Quels ont été les résultats de base?

Les chercheurs ont découvert que près de la moitié de leurs échantillons (47%) appartenaient à la souche H58. Le premier échantillon identifié dans cette souche provenait de Fidji en 1992 et a continué à être identifié jusqu’aux derniers échantillons, à partir de 2013. Des échantillons de souche H58 ont été identifiés dans 21 pays d’Asie, d’Afrique et d’Océanie, montrant qu’il est maintenant largement répandu. . Dans l’ensemble, 68% de ces échantillons de H58 présentaient des gènes qui leur permettraient d’être résistants aux antibiotiques.

Des échantillons très proches d’un point de vue génétique ont été trouvés dans différents pays, ce qui suggère qu’il y a eu un transfert humain de la bactérie entre ces pays. Leurs analyses génétiques ont suggéré que la souche était initialement située en Asie du Sud, puis s’est propagée en Asie du Sud-Est, en Asie occidentale et en Afrique de l’Est, ainsi qu’aux Fidji.

Il y avait des preuves de transferts multiples de la souche de l’Asie vers l’Afrique. La souche H58 représentait 63% des échantillons de l’Afrique orientale et australe. L’analyse suggère qu’il y a eu une vague récente de transmission de la souche H58 du Kenya à la Tanzanie, ainsi qu’au Malawi et à l’Afrique du Sud. Cela n’avait pas été rapporté auparavant, et les chercheurs l’ont décrit comme une «épidémie de typhoïde H58 en cours dans les pays d’Afrique orientale et australe».

La multirésistance aux médicaments était courante dans les échantillons H58 d’Asie du Sud-Est dans les années 1990 et, plus récemment, des échantillons de cette région ont acquis des mutations qui les ont rendus moins sensibles aux fluoroquinolones. Ceux-ci sont devenus plus courants dans la région, et les chercheurs ont suggéré que cela est dû à l’utilisation de fluoroquinolones pour traiter la fièvre typhoïde au cours de cette période, conduisant à ces souches résistantes ayant un avantage de survie.

En Asie du Sud, les taux de multirésistance aux médicaments sont plus faibles dans les échantillons récents qu’en Asie du Sud-Est.
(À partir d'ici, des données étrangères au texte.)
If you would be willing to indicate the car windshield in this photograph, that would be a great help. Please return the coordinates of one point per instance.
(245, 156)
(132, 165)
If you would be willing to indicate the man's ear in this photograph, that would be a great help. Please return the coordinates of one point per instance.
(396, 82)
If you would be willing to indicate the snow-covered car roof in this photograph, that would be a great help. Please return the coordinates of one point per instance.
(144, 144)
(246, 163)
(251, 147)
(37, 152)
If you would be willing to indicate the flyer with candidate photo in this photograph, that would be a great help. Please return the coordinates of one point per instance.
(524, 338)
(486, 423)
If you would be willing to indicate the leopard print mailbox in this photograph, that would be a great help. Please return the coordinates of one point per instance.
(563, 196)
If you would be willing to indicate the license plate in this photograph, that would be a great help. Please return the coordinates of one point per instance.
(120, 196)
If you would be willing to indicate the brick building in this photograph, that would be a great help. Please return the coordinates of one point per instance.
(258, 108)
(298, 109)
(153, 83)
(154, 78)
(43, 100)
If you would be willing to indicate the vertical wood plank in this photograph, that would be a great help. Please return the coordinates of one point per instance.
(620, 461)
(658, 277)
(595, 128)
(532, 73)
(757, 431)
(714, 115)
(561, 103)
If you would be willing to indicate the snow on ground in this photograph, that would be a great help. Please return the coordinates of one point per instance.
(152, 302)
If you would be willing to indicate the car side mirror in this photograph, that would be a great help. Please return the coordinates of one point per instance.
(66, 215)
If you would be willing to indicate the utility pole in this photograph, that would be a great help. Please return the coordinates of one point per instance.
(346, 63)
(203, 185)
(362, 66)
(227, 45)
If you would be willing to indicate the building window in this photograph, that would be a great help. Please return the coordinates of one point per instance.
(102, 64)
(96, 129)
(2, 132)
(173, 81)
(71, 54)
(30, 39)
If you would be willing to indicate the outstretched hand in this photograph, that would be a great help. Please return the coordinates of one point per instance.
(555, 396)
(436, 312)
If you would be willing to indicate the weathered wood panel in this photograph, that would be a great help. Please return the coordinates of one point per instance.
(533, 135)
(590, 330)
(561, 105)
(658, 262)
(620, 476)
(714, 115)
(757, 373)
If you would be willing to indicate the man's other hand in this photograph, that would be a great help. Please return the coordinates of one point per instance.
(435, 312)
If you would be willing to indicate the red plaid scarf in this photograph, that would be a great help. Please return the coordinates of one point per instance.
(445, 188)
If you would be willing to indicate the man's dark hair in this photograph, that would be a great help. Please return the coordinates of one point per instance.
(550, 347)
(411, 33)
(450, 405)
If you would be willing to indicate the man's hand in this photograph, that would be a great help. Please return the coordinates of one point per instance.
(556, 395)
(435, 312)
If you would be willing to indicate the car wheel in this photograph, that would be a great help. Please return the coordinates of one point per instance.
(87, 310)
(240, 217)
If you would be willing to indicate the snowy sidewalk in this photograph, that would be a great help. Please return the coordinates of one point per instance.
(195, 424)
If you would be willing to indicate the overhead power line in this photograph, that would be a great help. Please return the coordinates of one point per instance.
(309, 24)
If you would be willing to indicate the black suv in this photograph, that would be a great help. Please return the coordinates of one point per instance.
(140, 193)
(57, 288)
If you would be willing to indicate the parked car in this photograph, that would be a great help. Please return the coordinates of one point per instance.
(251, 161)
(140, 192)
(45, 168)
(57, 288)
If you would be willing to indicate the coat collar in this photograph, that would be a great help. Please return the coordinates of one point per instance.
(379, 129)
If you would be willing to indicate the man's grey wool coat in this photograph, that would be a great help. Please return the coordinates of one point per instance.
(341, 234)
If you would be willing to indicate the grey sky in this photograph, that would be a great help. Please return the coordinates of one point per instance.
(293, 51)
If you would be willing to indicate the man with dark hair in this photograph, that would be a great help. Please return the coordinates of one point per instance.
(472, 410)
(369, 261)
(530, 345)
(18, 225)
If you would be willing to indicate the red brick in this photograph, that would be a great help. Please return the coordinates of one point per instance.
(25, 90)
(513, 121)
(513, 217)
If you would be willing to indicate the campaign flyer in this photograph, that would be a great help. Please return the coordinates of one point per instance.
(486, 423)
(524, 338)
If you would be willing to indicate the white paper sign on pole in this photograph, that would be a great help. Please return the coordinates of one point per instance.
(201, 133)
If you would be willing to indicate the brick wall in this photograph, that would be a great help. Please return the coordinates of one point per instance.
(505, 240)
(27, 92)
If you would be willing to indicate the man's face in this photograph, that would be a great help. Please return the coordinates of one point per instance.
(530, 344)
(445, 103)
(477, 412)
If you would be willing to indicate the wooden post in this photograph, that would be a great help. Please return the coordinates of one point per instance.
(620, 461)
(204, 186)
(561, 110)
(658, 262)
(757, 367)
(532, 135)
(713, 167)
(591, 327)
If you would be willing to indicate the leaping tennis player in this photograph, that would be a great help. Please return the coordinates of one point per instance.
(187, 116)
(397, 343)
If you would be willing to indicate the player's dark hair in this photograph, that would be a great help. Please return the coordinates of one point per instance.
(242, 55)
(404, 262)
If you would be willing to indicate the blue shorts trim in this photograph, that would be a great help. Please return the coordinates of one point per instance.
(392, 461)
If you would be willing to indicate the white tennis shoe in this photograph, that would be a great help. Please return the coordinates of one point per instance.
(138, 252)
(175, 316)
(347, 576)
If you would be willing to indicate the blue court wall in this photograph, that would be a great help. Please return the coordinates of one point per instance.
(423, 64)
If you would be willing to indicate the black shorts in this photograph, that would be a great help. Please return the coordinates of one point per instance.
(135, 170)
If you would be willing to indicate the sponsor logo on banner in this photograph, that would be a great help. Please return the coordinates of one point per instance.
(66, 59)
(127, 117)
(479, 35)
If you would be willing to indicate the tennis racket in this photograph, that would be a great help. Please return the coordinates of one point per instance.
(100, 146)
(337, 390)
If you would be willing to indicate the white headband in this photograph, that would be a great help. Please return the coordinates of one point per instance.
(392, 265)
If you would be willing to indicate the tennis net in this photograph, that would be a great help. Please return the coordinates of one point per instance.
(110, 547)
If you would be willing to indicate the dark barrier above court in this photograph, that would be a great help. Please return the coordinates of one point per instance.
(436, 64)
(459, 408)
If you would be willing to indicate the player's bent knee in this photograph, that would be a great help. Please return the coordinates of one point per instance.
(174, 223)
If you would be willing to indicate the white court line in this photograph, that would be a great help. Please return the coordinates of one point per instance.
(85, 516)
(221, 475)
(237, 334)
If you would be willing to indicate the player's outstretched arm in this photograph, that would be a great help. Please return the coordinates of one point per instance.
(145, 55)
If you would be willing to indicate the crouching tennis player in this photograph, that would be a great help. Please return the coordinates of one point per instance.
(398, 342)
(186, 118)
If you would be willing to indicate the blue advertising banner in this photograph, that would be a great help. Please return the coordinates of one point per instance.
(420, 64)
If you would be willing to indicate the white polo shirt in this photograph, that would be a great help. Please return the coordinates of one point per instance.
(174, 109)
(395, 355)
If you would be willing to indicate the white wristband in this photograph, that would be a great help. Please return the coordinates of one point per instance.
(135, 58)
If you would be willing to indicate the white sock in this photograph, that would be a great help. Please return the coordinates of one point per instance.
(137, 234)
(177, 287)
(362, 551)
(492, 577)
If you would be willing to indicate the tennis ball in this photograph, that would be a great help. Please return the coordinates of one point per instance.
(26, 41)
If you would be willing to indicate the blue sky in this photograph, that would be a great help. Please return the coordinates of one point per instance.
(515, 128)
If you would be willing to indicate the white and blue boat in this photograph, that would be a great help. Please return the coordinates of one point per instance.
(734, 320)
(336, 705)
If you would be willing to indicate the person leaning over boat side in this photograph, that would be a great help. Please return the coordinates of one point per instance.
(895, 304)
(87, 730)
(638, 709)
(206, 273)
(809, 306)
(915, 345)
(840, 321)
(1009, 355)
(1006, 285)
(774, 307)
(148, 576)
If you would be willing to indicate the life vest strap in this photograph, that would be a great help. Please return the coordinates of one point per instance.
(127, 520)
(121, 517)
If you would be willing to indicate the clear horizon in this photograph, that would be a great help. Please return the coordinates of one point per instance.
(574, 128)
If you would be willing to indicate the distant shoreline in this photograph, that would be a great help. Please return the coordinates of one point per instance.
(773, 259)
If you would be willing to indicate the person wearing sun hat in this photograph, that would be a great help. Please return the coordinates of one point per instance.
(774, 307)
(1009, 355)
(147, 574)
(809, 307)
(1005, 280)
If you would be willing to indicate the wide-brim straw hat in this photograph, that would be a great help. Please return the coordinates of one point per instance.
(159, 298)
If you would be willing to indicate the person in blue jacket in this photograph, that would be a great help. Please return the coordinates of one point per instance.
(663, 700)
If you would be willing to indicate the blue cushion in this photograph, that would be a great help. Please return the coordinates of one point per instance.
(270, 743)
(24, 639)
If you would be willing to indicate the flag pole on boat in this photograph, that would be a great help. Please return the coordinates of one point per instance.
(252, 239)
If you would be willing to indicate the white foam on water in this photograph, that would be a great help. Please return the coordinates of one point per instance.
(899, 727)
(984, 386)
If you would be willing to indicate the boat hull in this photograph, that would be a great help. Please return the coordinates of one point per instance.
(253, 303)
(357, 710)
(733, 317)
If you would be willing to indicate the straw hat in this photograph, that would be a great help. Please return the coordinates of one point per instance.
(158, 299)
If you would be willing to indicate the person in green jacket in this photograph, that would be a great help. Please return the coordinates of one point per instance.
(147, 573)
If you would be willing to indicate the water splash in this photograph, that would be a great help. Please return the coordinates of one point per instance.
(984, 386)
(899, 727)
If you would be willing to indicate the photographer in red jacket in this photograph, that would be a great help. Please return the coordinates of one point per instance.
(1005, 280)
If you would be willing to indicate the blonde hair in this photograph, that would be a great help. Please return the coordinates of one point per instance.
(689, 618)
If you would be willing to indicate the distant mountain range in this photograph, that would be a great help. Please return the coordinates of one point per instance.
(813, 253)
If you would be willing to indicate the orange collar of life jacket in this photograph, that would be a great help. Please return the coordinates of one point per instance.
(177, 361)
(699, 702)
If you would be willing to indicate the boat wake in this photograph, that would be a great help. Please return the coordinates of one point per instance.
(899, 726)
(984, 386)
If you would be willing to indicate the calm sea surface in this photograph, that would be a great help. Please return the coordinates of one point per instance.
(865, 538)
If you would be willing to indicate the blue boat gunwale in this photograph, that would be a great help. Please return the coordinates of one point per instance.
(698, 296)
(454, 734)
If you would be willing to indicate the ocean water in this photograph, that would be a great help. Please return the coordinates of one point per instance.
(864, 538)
En Afrique, la plupart des échantillons présentaient une multirésistance aux antibiotiques plus anciens, mais pas aux fluoroquinolones, car celles-ci ne sont pas fréquemment utilisées.

Comment les chercheurs ont-ils interprété les résultats?

Les chercheurs disent que leur analyse est la première du genre pour la souche typhoïde H58, et que la propagation de cette souche “nécessite une attention internationale urgente”. Ils disent que leur étude «souligne la nécessité d’une surveillance de routine de longue date pour capturer les épidémies et surveiller les changements dans les populations bactériennes comme moyen de faciliter les mesures de santé publique, telles que l’utilisation d’antimicrobiens efficaces et l’introduction de programmes vaccinaux. morbidité et mortalité négligées causées par la typhoïde “.

Conclusion

Cette étude a fourni des informations sur la propagation d’une souche de typhoïde appelée H58, qui est communément résistante aux antibiotiques, en examinant la génétique des échantillons prélevés entre 1903 et 2013. Elle a montré que la souche était probablement apparue en Asie du Sud. puis se propager en Asie du Sud-Est et en Afrique. La souche présentait différents profils de résistance aux antibiotiques dans différentes régions – probablement influencés par des schémas différents dans l’utilisation des antibiotiques.

Bien que cette étude n’ait pas estimé le nombre de cas ou de décès dans le monde attribuables spécifiquement à cette souche, il y aurait 20 à 30 millions de cas de fièvre typhoïde dans le monde chaque année.

La propagation de la résistance aux antibiotiques est une menace majeure pour la santé humaine, et des études comme celle-ci peuvent nous aider à les surveiller et cibler le traitement plus efficacement.

En savoir plus sur la lutte contre la résistance antibactérienne et comment nous pouvons tous aider à faire notre part.